As proof of concept, we created a verified train protection system [1]. We proved the train protection safe against the train kinematics model from [2] (the FRA paper that develops a PTC braking algorithm for freight trains). We sought to design a mathematically sophisticated train protection system that was provably safe while still being as efficient as possible. The technical challenges are summarized in our paper at EMSOFT 2022, and also in this video of the corresponding talk. Our verified train protection system is written with non-determinism and thus represents multiple controllers, all proved safe at once. Each controller can be extracted by resolving the non-determinism in different ways, (for example, optimizing for energy efficiency), and inherits the safety proof automatically. Thus, the verified train protection system can be seen as an envelope around safe control. This envelope around safe control actions is not to be confused with motion authorities or moving blocks, which are envelopes around train position. The fact that our system is a non-deterministic control envelope means that existing control systems, whether human or automated, can also run inside it for an extra level of safety.

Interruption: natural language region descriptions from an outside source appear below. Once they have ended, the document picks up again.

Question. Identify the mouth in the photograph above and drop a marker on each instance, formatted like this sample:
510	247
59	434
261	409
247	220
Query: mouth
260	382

Running some experiments to understand the behavior of our system, relative to the PTC algorithm specified in [2], we found scenarios where the verified protection system achieved a 4X reduction in the undershoot (train stopping before it is required to, because of conservative reasoning about errors) during braking enforcement. Less undershoot can mean greater train throughput and therefore increased efficiency. At the same time, in all the scenarios we checked, our system successfully prevented overshoot (the train going past the end of motion authority, which is a safety violation, to be avoided at all costs). The train protection system that we created was symbolic, meaning that by substituting concrete values for the various parameters via the appropriate methods [3], we can easily obtain concrete verified train protection systems tailored to specific railroads and trains. A verified conversion pipeline [4] allows us to go from our the proof written in logic to verified code that runs on actual computers automatically. I am interested in closing the gaps between our research and what industry would find useful in practice.

References

[1] A. Kabra, S. Mitsch and A. Platzer, “Verified Train Controllers for the Federal Railroad Administration Train Kinematics Model: Balancing Competing Brake and Track Forces,” in IEEE Transactions on Computer-Aided Design of Integrated Circuits and Systems, vol. 41, no. 11, pp. 4409-4420, 2022, doi: 10.1109/TCAD.2022.3197690.

[2] J. Brosseau, B. M. Ede, S. Pate, R. Wiley, and J. Drapa, “Development of an operationally efficient PTC braking enforcement algorithm for freight trains,” Tech. Rep. DOT/FRA/ORD-13/34, 2013.

[3] A. Platzer, “A complete uniform substitution calculus for differential dynamic logic,” J. Autom. Reas., vol. 59, no. 2, pp. 219–265, 2017.

[4] R. Bohrer, Y. K. Tan, S. Mitsch, M. Myreen and A. Platzer, “VeriPhy: verified controller executables from verified cyber-physical system models”, PLDI 2018.